Financial analyst, Duma Gqubule said that he was not a proponent of B-BBEE and had “retired” from discussing it because there was “voodoo accounting system” in the B-BBEE Codes.

“There's a maze of conflicting statistics about black ownership that just confuses the hell out of the public. The Commission says it’s 30% and then some others say 20%, this is impossible because the total market cap of the JSE is R20 trillion,” he said.

“So you're telling me that black people own R6 trillion of the assets on the JSE if it's 30%, or R4 trillion if it's 20%. We know that that is impossible.”

Gqubule said Intellidex looked at actual ownership, not the actual scores, and found 1.9% of the JSE was owned by black people.

He said some companies such as retail giant Pick n Pay had never done a BEE deal yet it had 18 points in its B-BBEE scorecard, while banking giant Absa still has 12.8 points in its scorecard for a BEE deal completed in 2012.

“I won't get into the technical details of this manga-manga system of accounting.

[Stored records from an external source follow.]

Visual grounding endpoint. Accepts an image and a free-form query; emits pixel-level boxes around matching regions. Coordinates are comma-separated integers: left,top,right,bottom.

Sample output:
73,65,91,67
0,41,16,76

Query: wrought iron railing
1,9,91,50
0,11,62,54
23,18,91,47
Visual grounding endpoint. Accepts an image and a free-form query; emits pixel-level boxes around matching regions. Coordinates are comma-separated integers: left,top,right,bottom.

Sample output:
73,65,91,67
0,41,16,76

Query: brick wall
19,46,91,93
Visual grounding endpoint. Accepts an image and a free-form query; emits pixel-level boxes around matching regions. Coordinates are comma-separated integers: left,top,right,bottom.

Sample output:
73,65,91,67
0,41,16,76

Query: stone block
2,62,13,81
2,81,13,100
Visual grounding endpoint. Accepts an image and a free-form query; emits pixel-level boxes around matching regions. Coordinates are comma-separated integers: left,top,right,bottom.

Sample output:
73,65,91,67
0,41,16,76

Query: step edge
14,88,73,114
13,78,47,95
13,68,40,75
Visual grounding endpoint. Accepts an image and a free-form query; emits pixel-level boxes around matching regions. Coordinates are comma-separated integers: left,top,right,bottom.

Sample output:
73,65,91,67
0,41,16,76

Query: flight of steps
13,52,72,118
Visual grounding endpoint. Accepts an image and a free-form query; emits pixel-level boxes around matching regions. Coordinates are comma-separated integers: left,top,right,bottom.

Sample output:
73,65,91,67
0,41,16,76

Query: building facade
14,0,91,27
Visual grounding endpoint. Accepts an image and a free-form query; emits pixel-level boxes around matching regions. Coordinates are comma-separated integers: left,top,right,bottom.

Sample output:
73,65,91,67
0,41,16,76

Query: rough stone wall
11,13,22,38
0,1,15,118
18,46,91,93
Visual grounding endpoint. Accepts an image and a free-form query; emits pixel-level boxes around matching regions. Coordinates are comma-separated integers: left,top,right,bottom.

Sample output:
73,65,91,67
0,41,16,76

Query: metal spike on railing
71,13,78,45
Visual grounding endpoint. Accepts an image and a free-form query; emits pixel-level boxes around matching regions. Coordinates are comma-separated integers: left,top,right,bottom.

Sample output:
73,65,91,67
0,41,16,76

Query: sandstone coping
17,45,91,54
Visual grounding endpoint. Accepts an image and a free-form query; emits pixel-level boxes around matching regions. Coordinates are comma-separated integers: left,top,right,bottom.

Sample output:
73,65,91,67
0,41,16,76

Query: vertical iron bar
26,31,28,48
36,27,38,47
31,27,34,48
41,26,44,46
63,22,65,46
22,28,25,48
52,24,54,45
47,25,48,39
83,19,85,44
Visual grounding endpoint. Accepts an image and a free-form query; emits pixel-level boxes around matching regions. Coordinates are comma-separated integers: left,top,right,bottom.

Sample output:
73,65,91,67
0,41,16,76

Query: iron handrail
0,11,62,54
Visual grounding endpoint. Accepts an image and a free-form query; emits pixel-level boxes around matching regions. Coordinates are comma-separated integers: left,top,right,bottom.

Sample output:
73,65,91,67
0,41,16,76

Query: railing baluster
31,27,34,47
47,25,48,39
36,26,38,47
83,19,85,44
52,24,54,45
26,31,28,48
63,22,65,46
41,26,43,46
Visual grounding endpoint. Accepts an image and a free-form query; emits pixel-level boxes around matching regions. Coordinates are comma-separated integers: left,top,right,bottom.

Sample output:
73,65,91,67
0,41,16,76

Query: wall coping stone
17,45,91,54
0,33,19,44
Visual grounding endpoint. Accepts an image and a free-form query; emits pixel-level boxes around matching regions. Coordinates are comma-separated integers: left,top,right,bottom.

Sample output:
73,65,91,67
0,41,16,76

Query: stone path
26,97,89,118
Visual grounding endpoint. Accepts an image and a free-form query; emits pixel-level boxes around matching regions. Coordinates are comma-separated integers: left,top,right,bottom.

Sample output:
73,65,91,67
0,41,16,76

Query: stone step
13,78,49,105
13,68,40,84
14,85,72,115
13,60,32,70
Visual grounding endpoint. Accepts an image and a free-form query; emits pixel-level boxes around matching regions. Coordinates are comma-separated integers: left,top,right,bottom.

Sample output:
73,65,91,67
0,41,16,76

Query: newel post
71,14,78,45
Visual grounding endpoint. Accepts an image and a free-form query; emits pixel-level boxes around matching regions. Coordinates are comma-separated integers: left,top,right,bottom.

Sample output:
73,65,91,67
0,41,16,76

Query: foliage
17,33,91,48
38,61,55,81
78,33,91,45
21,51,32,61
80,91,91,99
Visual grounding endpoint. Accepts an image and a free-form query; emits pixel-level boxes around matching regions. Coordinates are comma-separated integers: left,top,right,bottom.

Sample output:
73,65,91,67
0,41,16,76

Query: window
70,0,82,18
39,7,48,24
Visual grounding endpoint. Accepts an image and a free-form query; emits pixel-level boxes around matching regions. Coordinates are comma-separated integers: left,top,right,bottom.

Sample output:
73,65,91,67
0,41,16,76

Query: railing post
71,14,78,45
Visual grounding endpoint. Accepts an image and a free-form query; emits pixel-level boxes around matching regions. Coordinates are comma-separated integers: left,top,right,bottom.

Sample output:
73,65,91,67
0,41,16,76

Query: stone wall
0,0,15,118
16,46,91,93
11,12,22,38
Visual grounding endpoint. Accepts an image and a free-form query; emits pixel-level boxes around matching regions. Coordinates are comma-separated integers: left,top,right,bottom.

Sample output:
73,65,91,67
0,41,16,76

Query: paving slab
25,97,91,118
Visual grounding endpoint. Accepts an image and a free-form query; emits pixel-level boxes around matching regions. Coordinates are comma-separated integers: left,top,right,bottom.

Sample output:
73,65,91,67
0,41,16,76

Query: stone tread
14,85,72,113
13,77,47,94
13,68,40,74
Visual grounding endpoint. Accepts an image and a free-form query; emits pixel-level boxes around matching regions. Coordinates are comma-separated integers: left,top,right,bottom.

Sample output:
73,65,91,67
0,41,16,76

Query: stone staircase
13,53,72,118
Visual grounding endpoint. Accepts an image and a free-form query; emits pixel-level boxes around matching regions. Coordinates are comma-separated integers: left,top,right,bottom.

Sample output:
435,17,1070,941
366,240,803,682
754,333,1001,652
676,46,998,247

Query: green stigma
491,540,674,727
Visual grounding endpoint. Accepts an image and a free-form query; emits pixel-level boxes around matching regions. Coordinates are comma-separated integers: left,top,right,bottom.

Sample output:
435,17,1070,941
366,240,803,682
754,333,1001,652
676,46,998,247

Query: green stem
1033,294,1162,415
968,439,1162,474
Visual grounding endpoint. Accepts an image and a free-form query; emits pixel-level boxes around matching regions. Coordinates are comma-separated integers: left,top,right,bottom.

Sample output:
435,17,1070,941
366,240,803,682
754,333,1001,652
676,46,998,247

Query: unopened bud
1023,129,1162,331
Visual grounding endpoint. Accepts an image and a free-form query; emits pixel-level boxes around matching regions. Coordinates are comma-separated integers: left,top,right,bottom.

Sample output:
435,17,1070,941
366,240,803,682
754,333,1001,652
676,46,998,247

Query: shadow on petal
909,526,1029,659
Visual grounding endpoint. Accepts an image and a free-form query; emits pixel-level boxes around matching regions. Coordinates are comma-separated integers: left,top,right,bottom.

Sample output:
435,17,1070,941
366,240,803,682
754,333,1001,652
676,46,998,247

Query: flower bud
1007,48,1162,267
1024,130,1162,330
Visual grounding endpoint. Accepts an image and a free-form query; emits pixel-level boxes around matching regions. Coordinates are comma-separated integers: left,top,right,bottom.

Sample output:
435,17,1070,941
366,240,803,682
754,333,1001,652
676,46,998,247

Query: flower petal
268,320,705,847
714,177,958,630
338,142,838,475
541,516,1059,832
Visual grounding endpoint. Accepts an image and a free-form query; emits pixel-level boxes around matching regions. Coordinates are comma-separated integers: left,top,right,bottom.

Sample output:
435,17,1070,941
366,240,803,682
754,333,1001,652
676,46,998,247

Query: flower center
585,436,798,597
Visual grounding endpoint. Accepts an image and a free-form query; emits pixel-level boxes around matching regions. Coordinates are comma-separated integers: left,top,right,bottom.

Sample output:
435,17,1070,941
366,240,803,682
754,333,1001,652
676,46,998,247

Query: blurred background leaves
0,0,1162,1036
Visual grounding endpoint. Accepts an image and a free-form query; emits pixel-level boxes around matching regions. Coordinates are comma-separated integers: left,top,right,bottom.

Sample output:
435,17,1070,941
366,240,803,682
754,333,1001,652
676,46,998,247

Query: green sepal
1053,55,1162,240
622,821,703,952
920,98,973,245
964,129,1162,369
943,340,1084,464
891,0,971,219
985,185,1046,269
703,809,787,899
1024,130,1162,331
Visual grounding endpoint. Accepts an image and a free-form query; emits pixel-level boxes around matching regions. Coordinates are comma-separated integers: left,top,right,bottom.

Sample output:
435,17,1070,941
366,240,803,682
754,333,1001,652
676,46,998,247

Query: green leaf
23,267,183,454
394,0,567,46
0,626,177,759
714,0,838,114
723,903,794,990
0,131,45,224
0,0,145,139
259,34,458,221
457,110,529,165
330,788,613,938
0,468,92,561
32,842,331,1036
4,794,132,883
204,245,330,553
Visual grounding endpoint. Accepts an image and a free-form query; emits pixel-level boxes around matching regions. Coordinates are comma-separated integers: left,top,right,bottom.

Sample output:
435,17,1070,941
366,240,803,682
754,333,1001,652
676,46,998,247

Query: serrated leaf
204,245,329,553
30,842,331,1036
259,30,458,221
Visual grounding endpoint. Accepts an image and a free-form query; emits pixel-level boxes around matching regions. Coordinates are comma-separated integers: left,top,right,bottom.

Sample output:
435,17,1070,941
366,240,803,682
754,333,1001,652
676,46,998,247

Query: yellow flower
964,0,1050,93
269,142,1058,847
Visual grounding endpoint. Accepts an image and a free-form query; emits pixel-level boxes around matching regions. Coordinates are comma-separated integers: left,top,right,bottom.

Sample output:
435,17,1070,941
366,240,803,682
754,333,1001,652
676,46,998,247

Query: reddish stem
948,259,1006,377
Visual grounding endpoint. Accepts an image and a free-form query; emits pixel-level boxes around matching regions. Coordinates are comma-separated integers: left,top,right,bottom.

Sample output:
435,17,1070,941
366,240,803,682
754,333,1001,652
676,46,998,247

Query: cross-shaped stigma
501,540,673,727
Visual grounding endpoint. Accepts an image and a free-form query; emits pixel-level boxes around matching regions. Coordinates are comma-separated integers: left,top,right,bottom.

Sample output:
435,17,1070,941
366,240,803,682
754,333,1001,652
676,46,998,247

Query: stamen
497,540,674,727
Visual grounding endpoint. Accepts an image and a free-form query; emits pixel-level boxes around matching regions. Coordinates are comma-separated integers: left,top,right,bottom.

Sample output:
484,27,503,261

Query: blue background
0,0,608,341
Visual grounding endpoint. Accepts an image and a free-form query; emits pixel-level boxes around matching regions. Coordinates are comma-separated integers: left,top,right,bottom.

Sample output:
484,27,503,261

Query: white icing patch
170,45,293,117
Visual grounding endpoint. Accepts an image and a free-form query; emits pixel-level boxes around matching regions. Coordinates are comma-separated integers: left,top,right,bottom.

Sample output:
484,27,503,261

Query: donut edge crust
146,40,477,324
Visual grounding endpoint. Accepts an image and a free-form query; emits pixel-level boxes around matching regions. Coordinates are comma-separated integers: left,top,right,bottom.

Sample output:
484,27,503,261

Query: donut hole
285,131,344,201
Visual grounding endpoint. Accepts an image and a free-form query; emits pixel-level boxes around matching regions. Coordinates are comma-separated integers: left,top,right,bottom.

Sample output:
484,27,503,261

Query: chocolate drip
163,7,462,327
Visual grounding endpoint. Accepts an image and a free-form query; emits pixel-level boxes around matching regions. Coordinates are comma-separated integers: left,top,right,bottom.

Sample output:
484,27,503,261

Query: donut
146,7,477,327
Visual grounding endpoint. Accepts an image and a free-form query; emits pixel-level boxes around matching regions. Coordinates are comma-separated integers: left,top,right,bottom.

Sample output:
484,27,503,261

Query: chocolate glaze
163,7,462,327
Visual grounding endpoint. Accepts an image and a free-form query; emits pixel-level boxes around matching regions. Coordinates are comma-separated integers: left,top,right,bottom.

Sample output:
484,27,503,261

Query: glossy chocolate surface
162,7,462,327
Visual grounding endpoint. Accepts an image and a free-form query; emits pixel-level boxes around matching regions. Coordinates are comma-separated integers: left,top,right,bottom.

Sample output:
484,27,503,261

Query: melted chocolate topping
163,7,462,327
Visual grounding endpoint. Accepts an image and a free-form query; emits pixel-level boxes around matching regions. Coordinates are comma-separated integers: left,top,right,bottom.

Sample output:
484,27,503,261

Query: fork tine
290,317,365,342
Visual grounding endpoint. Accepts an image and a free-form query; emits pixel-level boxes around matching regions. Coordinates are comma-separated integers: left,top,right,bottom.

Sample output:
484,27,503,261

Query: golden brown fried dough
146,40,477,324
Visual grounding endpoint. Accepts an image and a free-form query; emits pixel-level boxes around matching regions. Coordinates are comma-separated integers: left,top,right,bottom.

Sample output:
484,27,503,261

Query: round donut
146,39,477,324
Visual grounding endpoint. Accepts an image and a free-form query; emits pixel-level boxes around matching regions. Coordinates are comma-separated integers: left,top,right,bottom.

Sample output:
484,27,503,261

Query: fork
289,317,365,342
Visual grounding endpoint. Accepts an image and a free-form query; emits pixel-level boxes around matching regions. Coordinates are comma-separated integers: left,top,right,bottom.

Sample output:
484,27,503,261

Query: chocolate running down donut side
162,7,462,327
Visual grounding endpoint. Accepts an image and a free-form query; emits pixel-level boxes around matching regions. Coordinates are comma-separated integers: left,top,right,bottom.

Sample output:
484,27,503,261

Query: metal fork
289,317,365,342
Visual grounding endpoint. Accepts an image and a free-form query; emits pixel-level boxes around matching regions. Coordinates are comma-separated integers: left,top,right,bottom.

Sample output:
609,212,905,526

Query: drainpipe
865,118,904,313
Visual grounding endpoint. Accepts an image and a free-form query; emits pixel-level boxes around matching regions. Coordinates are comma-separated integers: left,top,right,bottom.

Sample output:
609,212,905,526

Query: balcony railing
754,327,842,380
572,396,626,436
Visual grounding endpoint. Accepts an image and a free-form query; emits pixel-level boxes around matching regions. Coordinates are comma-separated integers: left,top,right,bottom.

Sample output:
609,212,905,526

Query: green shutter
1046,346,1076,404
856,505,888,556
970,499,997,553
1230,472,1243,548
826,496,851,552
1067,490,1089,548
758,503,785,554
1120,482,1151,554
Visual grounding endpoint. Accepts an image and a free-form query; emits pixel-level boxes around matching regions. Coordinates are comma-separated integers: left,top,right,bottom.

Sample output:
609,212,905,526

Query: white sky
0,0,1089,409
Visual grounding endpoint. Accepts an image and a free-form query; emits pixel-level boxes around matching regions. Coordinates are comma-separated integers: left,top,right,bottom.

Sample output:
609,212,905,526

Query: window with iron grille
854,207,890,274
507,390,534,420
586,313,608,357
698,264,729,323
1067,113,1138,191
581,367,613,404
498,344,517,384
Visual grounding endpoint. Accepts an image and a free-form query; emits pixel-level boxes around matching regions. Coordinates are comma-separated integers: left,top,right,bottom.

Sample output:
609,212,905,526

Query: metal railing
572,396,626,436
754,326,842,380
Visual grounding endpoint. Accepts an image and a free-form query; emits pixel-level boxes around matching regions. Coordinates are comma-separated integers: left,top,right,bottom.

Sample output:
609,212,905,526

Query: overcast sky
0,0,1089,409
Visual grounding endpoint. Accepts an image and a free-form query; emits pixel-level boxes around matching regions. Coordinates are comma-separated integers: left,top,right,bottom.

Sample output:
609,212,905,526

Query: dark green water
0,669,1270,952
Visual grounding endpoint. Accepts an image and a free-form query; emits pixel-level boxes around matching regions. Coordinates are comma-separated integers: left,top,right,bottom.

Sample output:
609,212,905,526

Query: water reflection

But ownership must be a compulsory separate law, separate one for management and so on, because these companies have learned how to game the system,” Gqubule said.

“We have to review the ownership element. We must measure actual ownership, not manga-manga ownership and must give companies three years to enter into transactions.”

Identity Fund Capital founder and chairperson Polo Leteka concurred with Gqubule about the ease to subvert B-BBEE Codes around ownership, management control, employment equity, skills development, preferential procurement, enterprise development and socio-economic development.

Leteka said the B-BBEE scorecards might be showing that the country was doing exceptionally to transform more sectors of the economy as companies were gaining Level 1, 2 and 3 statuses, only to find that they were actually not when you get into the rands and cents of it.

“We thought that by now, there'll be a flywheel effect where the stick is just self propelling and we are seeing transformation across the board. And unfortunately, that has not been fully the case across the board,” Leteka said.

“We haven't created the level of value. We have not transferred the level of wealth into the hands of black people. We haven't really transformed the economy as much as we thought by now we would have.”